Leigh has held her own on the exclusive late night jam scene of the session musician elite at Studio City spots such as Cozy's, showcased all over Southern California from Hollywood's The Knitting Factory to Santa Monica's Temple Bar, shared stages with legends such as the Temptations and Thelma Houston, and opened for stars such as Brian McKnight and John Legend. That she is an artist with instincts beyond her young years is also evident in the jazzier standout Quiet Storm album tracks "Same Game" (on which - over muted trumpet, brushed drums and reverent organ - she warns a lover that while he's out creepin', she can do the same things, too) and the galvanizing "Words You Never Say" (an eleventh hour love confession of dreamy, celestial wizardry).
Inspired by a combination of Mariah Carey's dynamic vocal gifts, the jazz essence of Ella Fitzgerald, the boundary crossing sensibilities of both Nat and Natalie Cole, and the burning fire of Chaka Khan, Leigh Jones is a full-package prodigy of beauty, talent and drive. Billy Meshel, a key consultant on the project and the gentleman who assisted Clive Davis in the founding of Arista Records, states, "Leigh Jones' vocal instrument is fantastic! Her style is fluid, sexy and refreshing...unlike many of the generic songstresses of today. This young woman is a star!" Seconding that emotion, Kerry Gordy adds, "Leigh Jones has that ‘It' factor. She's cool, she's gorgeous and she's real. Leigh is incredibly talented - a singer's singer, a good songwriter and a producer's dream. I am privileged and proud that we are partners."

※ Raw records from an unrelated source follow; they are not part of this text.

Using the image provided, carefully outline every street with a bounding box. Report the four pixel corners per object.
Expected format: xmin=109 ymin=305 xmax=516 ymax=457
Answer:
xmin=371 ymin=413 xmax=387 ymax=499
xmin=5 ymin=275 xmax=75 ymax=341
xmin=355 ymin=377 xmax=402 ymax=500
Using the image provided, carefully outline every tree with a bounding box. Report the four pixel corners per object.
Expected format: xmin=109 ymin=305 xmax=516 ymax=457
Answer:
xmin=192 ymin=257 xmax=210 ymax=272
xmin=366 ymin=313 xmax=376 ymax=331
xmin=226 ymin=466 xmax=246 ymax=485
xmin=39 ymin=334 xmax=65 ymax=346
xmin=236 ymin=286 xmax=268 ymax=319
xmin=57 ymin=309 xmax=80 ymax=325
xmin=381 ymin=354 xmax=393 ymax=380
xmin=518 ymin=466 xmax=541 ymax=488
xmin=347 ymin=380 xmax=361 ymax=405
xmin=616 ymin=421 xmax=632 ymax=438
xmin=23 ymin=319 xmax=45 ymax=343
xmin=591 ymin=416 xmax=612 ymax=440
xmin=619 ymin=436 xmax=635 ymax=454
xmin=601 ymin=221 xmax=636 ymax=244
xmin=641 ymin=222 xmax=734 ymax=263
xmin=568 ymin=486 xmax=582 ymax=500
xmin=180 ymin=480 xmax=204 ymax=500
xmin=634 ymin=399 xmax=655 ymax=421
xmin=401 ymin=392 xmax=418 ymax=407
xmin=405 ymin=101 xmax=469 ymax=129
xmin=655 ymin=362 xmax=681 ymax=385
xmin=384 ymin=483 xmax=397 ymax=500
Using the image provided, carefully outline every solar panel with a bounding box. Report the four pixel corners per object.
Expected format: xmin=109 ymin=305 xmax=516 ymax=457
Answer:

With Music in My Soul finally completed and its release eminent, Leigh can't wait to hit the road with her hand-picked band to share her music with the world and make believers out of more soul fans like she did with legendary former Stax Records President Al Bell.
Mr. Bell, who personally screened every song choice and performance of Leigh's before it made the album, observes, "Leigh Jones is an extremely talented and rare young singer who is uniquely gifted musically. She blends all of the elements of pop, R&B, Jazz and Blues, and brings them all masterfully into the ‘now.' Throughout my career I have never seen or heard of anyone like Leigh Jones. She's authentic and she can do it all!"